Nicht ausgeschlossen, aber sie soll vermieden werden. Zwar informierte Flick Vorstandsboss Karl-Heinz Rummenigge und Vorstandsboss Oliver Kahn persönlich. Trotzdem reagierte der Vorstand am Sonntag, um Stärke zu demonstrieren.

Nach SPORT1-Informationen steht der gesamte sechsköpfige Vorstand hinter der Pressemitteilung. Auch Rummenigge, der bislang als Flicks engster Vertrauter galt. Flick hat mit einer Reaktion gerechnet. 

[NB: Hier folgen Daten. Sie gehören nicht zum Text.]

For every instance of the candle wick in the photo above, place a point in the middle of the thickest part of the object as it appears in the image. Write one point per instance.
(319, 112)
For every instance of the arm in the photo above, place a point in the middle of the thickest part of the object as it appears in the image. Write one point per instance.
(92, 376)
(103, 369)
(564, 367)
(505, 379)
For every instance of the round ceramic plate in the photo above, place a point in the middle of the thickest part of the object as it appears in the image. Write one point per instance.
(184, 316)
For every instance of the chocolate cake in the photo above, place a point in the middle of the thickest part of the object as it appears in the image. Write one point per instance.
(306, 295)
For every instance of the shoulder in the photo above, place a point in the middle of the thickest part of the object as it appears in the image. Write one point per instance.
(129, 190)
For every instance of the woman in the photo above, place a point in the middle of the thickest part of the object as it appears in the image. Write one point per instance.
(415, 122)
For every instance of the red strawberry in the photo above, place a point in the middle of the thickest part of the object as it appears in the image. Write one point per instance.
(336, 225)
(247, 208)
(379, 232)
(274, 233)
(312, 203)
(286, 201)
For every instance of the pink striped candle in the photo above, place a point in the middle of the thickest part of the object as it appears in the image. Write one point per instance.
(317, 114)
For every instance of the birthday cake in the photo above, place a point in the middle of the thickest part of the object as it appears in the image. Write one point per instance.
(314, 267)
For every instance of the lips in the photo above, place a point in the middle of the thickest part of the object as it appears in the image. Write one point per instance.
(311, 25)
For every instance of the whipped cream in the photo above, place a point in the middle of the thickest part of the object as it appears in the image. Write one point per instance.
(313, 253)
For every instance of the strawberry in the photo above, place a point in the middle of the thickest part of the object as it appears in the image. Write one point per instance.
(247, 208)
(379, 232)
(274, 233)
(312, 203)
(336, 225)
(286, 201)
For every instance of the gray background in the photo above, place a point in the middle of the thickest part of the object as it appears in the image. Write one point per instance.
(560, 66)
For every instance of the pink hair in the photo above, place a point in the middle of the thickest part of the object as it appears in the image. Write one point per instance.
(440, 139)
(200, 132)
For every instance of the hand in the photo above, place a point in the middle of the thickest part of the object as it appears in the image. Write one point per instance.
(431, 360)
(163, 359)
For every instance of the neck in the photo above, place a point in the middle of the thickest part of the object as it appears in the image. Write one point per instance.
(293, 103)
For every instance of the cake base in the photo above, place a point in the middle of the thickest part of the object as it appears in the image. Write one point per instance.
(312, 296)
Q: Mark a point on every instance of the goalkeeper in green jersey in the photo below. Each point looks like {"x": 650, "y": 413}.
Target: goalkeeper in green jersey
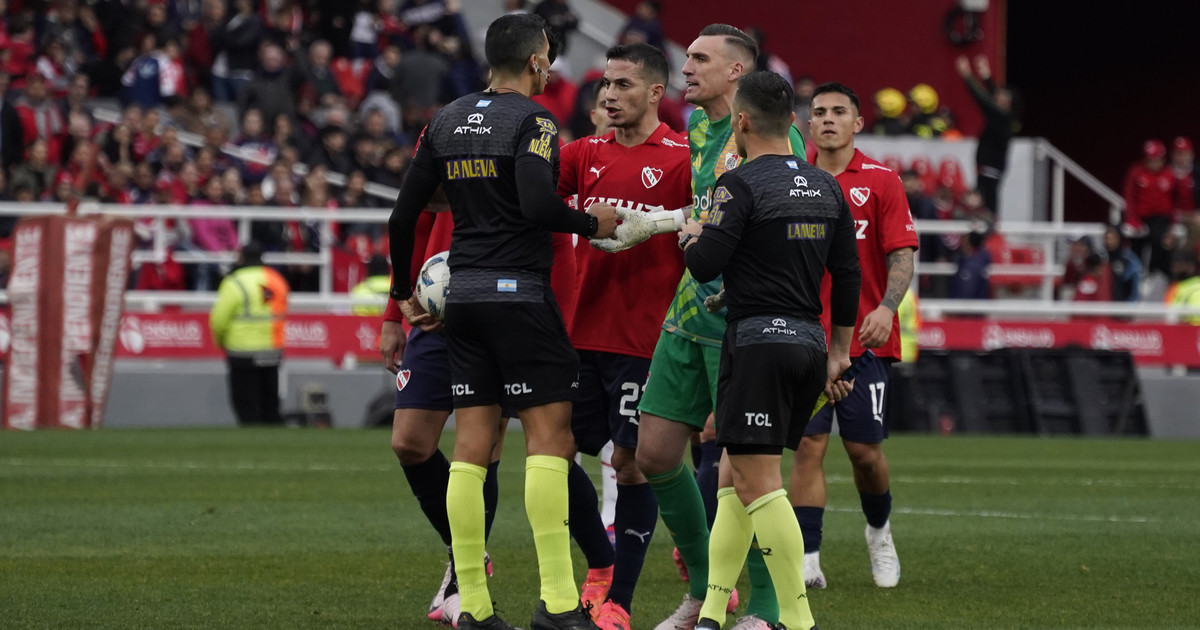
{"x": 681, "y": 391}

Wird Flick vorzeitig gekündigt?

Stand Sonntagabend war dieses Szenario nach SPORT1-Informationen kein Thema im Vorstand. Auch Flick rechnet nicht mit einer vorzeitigen Entlassung. Entscheidende Gespräche über Flicks Zukunft sollen in der übernächsten Woche, nach dem Auswärtsspiel bei Mainz 05, stattfinden.

Aber: Auszuschließen ist im Bayern-Kosmos derzeit gar nichts mehr.

Wer entscheidet über Flicks Wunsch?

Der Vorstand um Boss Rummenigge muss nun entscheiden, ob dem Auflösungswunsch von Flick entsprochen wird.

Unmittelbar nach Spielende ruderte Flick am Samstagabend etwas zurück, sagte: "Ich habe nur den Wunsch geäußert, den Verein zu verlassen. Ich weiß auch, dass ich einen Vertrag habe." Dieser läuft bis 2023 und hat keine Ausstiegsklausel. Der Vorstand könnte Flicks Wunsch daher jederzeit abschmettern.

Wie lief das Gespräch mit Oliver Kahn?

Am Donnerstag hatte der Trainer einen Termin mit dem "Titan". Nach SPORT1-Informationen verlief das Gespräch zwischen Flick und Kahn sachlich und wenig emotional.

Der designierte Vorstandsboss zeigte Flick einen Weg auf, wie es mit ihm und Salihamidzic weitergehen kann. Flick jedoch blieb bei seiner Entscheidung und teilte sie ihm mit.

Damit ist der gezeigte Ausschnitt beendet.